Care svizzere e cari svizzeri all'estero,

C'è un solo grande tema che occupa la stampa elvetica oggi e non è l'annuncio dell'entrata in vigore della legge di applicazione dell'iniziativa federale "anti burqa".

Ne parleremo comunque, ma prima dedichiamoci alle reazioni e ai commenti scatenati dal travolgente ritorno di Donald Trump alla Casa Bianca.

Buona lettura!

Manifesto di Trump
Keystone/epa

I commenti della stampa svizzera sull’elezione di Donald Trump alla presidenza degli Stati Uniti vanno dal mitigato al catastrofista. Tutti, tuttavia, sottolineano l’imprevedibilità del tycoon e i “rischiosi” cambiamenti all’orizzonte.

L’editorialista del quotidiano francofono Le Temps non mastica le parole. “Il posto degli Stati Uniti nel mondo è quella di una potenza all’immagine di questo presidente caricaturale: egoista, ripiegata su sé stessa e sui propri interessi, svuotata di ogni senso di responsabilità sul piano multilaterale“.

I giornali germanofoni si dimostrano più pacati, con l’NZZ che parla tuttavia della “scommessa altamente rischiosa” dei repubblicani. Con Trump sperano di stimolare la crescita economica, il prezzo da pagare, però, è l’instabilità. “I freni e contrappesi della Costituzione si applicano anche a Trump, ma il suo carattere è imprevedibile e potrebbe decidere di ignorarli provocando caos mai visto, a Washington e nel mondo“.

Il Tages-Anzeiger menziona le possibili conseguenze del risultato delle presidenziali americane per la Confederazione, sottolineando che “Trump va preso sul serio”. Ricorda che “la Svizzera non ha avuto grossi problemi con Trump durante il suo primo mandato. L’unico punto controverso è la bilancia commerciale negativa con gli USA”. Più preoccupante, secondo il giornale, è la politica estera: “Se Trump dovesse voltare le spalle all’Europa e soprattutto alla NATO, come ha minacciato, e se dovesse accettare o addirittura approvare l’imperialismo di Putin, le conseguenze sulla politica di sicurezza per l’Europa e quindi per la Svizzera sarebbero gravi“.

Donna con bandiere USA e svizzera
Keystone / Salvatore Di Nolfi

Mentre la presidente della Confederazione Viola Amherd si congratulava con Donald Trump per la sua elezione, gli esponenti di vari partiti elvetici si sono espressi sul risultato delle presidenziali.

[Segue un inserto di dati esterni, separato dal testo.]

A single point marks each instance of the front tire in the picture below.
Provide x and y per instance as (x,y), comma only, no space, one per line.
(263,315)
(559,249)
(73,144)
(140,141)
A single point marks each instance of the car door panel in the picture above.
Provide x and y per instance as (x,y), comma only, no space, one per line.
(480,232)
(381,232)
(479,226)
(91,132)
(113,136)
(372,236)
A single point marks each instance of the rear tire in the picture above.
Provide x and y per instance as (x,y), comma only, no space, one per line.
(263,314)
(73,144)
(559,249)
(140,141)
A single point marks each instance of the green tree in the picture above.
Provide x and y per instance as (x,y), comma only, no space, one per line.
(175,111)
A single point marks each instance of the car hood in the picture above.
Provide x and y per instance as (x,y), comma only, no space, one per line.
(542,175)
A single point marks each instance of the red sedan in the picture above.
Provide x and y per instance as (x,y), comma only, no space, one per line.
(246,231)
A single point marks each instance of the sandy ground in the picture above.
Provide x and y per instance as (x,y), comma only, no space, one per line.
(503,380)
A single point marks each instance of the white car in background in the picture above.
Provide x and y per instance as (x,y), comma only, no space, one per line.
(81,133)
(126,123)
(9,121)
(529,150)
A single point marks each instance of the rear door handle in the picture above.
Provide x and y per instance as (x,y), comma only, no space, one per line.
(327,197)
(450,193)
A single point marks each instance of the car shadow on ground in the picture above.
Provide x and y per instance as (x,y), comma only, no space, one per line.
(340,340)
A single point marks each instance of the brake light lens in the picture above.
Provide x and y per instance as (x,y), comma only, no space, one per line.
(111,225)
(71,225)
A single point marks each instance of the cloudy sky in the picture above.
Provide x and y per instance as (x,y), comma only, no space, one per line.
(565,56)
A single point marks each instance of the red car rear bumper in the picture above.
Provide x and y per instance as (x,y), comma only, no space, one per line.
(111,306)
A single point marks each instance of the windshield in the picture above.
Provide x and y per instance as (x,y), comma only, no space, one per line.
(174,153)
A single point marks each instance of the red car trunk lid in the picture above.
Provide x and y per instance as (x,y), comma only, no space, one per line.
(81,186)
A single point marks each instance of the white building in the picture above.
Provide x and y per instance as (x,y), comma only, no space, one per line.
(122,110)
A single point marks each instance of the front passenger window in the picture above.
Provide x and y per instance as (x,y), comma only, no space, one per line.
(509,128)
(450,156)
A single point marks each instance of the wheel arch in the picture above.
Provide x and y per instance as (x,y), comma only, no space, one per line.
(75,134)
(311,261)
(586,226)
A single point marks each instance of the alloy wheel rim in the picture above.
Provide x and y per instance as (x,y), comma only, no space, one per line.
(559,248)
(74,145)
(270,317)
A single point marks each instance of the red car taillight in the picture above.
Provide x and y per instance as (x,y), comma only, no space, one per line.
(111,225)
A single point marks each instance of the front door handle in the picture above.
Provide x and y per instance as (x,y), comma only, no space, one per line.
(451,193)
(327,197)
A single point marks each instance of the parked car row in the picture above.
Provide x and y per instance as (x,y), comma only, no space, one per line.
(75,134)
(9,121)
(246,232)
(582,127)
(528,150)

“Ci rallegriamo di continuare a lavorare insieme sulla base dei nostri valori e interessi comuni”, ha scritto Amherd su X. Berna è un partner fidato degli USA, si legge nel post che sottolinea come le relazioni economiche e scientifiche tra i due paesi sono “eccellenti”.

Non si rallegrano invece i Verdi, per cui “Trump è una minaccia per la democrazia la pace, i diritti delle donne e la protezione del clima”, ha scritto il consigliere nazionale ecologista Nicolas Walder.

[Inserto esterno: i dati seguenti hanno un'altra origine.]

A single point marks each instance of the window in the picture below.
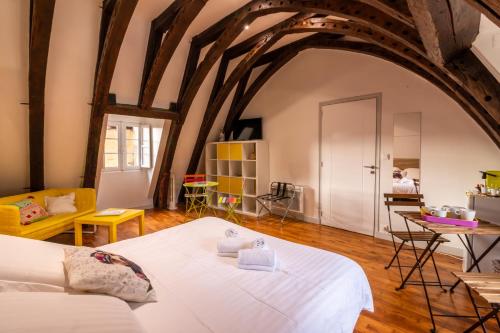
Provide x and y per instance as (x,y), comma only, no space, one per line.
(112,148)
(127,146)
(146,146)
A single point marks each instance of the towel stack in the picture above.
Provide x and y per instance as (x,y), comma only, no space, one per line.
(251,255)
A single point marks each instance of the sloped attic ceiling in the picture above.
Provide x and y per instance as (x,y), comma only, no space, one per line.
(152,53)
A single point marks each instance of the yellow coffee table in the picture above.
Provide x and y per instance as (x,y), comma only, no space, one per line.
(109,221)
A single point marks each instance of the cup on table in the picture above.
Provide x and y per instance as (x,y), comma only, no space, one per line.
(452,212)
(467,214)
(439,212)
(429,209)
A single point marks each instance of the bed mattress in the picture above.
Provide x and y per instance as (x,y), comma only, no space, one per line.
(312,291)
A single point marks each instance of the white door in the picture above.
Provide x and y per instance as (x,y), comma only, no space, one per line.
(348,165)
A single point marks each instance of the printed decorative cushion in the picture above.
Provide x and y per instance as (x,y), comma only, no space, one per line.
(496,265)
(30,211)
(62,204)
(102,272)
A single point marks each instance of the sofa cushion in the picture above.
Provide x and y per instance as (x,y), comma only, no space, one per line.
(61,204)
(30,211)
(53,221)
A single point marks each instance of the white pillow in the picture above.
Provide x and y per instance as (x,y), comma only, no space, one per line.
(62,313)
(102,272)
(31,261)
(411,173)
(60,205)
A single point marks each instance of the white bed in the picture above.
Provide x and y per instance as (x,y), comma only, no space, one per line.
(312,291)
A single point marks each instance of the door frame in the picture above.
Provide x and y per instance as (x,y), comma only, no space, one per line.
(378,116)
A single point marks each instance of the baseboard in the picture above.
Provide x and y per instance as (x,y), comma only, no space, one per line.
(297,216)
(444,249)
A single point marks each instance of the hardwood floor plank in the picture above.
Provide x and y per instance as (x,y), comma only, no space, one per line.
(395,311)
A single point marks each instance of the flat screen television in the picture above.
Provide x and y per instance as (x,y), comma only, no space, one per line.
(248,129)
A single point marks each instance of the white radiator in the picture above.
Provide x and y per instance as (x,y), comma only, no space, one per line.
(297,207)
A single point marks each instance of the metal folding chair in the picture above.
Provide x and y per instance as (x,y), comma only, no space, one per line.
(280,192)
(231,203)
(196,197)
(407,237)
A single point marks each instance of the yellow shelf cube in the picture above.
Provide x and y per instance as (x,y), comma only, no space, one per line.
(236,185)
(236,151)
(223,184)
(223,151)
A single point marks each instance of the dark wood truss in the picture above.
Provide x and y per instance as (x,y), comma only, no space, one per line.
(113,28)
(490,8)
(158,57)
(225,31)
(278,58)
(41,14)
(136,111)
(430,38)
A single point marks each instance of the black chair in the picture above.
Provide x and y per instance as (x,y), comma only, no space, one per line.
(405,237)
(281,193)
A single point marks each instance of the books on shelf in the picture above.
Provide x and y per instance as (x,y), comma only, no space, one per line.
(111,212)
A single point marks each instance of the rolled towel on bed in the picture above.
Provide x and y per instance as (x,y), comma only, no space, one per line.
(258,259)
(231,233)
(229,247)
(259,243)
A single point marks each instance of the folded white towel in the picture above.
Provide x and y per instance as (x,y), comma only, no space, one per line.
(231,233)
(231,246)
(257,259)
(259,243)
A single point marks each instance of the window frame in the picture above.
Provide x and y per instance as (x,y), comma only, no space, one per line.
(122,147)
(118,128)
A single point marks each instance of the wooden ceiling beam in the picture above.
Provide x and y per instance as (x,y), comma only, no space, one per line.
(136,111)
(490,8)
(185,15)
(309,25)
(447,27)
(115,29)
(225,31)
(41,16)
(286,53)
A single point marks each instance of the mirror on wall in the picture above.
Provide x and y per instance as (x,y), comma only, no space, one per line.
(406,153)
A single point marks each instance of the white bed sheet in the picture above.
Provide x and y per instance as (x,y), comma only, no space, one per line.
(313,290)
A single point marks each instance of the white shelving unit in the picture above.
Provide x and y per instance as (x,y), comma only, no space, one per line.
(238,167)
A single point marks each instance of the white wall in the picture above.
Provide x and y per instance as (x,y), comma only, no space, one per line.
(69,81)
(454,148)
(14,90)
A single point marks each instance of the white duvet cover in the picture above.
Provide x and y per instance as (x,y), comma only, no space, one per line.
(312,291)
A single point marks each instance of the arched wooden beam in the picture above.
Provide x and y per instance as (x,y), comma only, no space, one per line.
(309,25)
(286,53)
(185,15)
(265,42)
(115,32)
(490,8)
(396,8)
(356,11)
(234,24)
(41,14)
(159,26)
(447,27)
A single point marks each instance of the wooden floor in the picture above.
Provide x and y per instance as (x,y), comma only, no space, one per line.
(395,311)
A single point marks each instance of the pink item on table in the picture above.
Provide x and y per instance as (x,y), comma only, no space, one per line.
(445,220)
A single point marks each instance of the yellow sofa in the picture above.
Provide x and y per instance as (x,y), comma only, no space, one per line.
(10,219)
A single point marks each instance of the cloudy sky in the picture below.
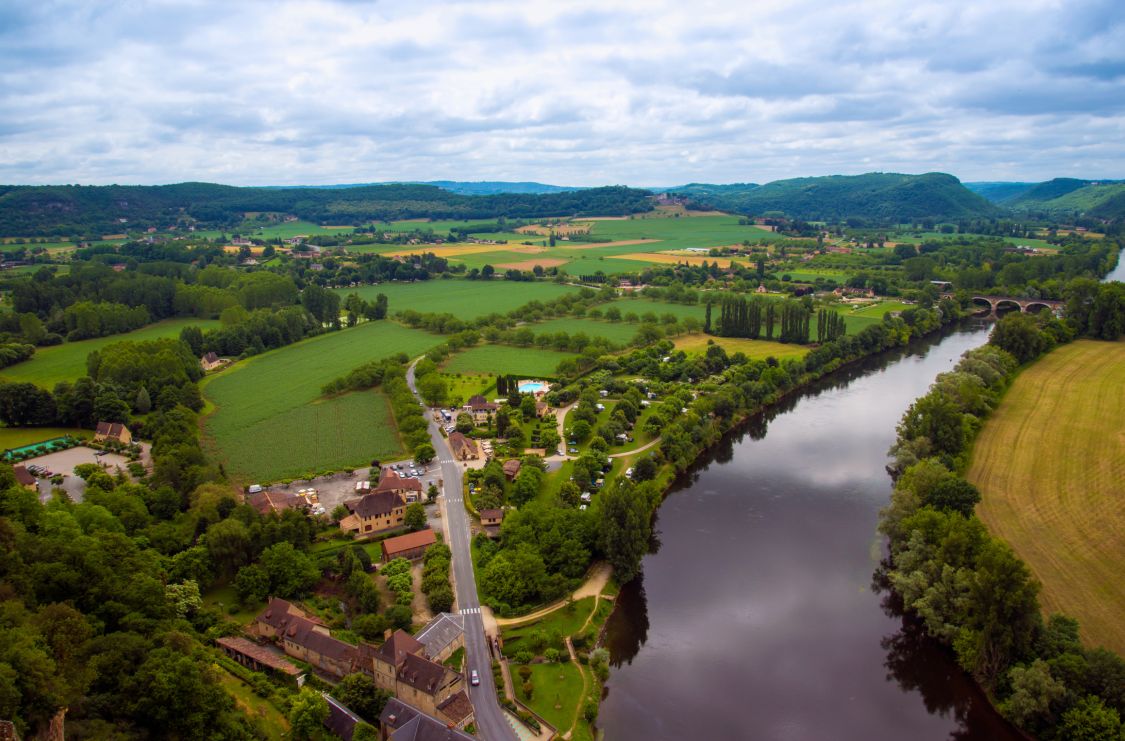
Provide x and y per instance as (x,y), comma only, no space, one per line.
(647,92)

A dirsi fiducioso riguardo alle relazioni tra Washington e Berna è invece il consigliere nazionale dell’Unione democratica di centro (UDC, destra conservatrice) Nicolas Kolly, secondo cui la vittoria di Trump è da leggere nei valori conservatori che il neoeletto difende, piuttosto che nel personaggio in sé. “Credo che gli americani abbiano respinto i valori woke rappresentati da Kamala Harris”, ha affermato Kolly.

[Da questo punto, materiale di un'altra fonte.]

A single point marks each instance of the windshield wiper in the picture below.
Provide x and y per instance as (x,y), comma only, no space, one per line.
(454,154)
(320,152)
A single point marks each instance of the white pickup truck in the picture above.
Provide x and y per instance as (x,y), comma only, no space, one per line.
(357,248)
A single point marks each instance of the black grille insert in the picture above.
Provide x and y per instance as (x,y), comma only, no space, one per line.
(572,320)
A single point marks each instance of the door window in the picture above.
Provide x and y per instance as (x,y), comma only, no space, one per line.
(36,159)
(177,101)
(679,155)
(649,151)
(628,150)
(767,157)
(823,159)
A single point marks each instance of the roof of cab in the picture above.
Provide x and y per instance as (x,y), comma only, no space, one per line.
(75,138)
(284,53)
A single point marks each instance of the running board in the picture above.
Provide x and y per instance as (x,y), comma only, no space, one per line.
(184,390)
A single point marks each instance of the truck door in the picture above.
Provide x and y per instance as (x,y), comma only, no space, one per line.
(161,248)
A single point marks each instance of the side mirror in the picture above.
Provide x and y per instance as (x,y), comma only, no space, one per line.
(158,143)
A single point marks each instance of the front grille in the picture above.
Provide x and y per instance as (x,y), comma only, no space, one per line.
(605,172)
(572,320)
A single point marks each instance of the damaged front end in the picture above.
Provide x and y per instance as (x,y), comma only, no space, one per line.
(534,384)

Secondo il presidente del Partito liberale radicale (PLR, destra) Thierry Burkart, l’elezione di Trump significa “incertezza per la Svizzera”. Secondo lui, il nuovo presidente degli Stati Uniti non ha un programma elettorale chiaro e la sua elezione significa imprevedibilità in termini di politica estera.

La consigliera nazionale Elisabeth Schneider-Schneiter, del Centro, ha dichiarato alla radio che l’Europa farebbe bene a rafforzarsi per non rimanere schiacciata tra i blocchi. In quanto piccola economia, la Svizzera ha tutto l’interesse a perseguire una politica insieme a un’Europa forte.

Il copresidente del Partito socialista Cédric Wermuth ha affermato da parte sua che il ruolo della Svizzera dopo l’insediamento di Trump sarà quello di insistere, insieme ad altri Paesi, sull’importanza degli accordi internazionali e del sostegno all’Ucraina.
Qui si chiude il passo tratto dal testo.